Having failed at his attempts to disrupt the broadcast industry, Chet Kanojia has set his sights on internet service providers.
Last July, Kanojia launched Starry, a startup that aims to deliver one gigabit internet connections for a fraction of what consumers pay for internet services from companies like Time Warner Cable or Comcast.
Starry, which already sells wireless routers online, plans to build a nationwide wireless broadband network.
“The vast majority of the country has only one Internet service provider,” Kanojia told Forbes. ”They don’t have an alternative.
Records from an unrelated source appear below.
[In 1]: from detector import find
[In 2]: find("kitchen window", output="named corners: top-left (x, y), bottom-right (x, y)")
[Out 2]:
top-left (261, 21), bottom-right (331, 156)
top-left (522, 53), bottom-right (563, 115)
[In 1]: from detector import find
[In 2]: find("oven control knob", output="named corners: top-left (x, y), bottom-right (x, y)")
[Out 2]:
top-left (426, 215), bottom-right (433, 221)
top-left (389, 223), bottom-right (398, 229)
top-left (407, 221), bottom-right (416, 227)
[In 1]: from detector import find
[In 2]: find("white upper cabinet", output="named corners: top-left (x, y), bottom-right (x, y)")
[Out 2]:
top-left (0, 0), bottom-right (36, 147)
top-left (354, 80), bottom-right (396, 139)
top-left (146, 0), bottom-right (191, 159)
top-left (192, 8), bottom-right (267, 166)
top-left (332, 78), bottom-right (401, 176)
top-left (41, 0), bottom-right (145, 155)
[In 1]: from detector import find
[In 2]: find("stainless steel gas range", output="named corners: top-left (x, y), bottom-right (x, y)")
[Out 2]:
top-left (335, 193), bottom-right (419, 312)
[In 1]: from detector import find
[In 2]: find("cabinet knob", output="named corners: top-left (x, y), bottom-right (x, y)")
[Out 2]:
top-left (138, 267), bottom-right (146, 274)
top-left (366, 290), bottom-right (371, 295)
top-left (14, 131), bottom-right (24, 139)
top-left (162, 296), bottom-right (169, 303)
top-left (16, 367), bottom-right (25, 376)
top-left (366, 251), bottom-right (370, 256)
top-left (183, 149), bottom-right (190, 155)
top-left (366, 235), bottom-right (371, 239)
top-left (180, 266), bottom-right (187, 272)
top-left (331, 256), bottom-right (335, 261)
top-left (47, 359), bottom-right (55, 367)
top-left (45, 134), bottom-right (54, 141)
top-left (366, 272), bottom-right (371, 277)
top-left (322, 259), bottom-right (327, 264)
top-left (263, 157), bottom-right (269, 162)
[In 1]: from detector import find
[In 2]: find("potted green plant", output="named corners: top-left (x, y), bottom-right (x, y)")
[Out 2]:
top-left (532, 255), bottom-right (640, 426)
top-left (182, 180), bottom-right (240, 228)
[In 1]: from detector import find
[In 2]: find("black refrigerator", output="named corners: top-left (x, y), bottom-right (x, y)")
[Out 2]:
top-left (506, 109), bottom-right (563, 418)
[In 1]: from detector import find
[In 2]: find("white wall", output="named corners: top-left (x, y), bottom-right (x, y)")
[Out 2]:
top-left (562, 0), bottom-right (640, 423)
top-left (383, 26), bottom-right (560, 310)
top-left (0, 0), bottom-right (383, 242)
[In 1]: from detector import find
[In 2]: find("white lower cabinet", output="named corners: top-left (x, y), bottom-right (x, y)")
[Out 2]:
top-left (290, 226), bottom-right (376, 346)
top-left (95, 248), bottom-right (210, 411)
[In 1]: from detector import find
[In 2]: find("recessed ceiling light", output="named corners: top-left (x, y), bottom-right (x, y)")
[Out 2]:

In those places, we think bringing an internet service that can be built out more cost effectively makes a lot of sense for consumers.”
Kanojia became the target of content creators and providers like cable companies and TV networks in 2012 when he launched Aereo with an investment from Barry Diller. Aereo allowed consumers to stream content for a fraction of what cable companies were charging.
Broadcasters sued Aereo claiming it violated copyright laws. After a lengthy battle, the U.S. Supreme Court sided with the broadcasters and Aereo was forced to shut down two years after it launched.
“People don’t like competition, but that’s a different topic,” said Kanojia. “Aereo was a different company that was trying to take advantage of regulator openings. Starry is a pure technology company that’s going after a big market.”
Starry’s website says the company is in a closed beta program in the greater Boston area.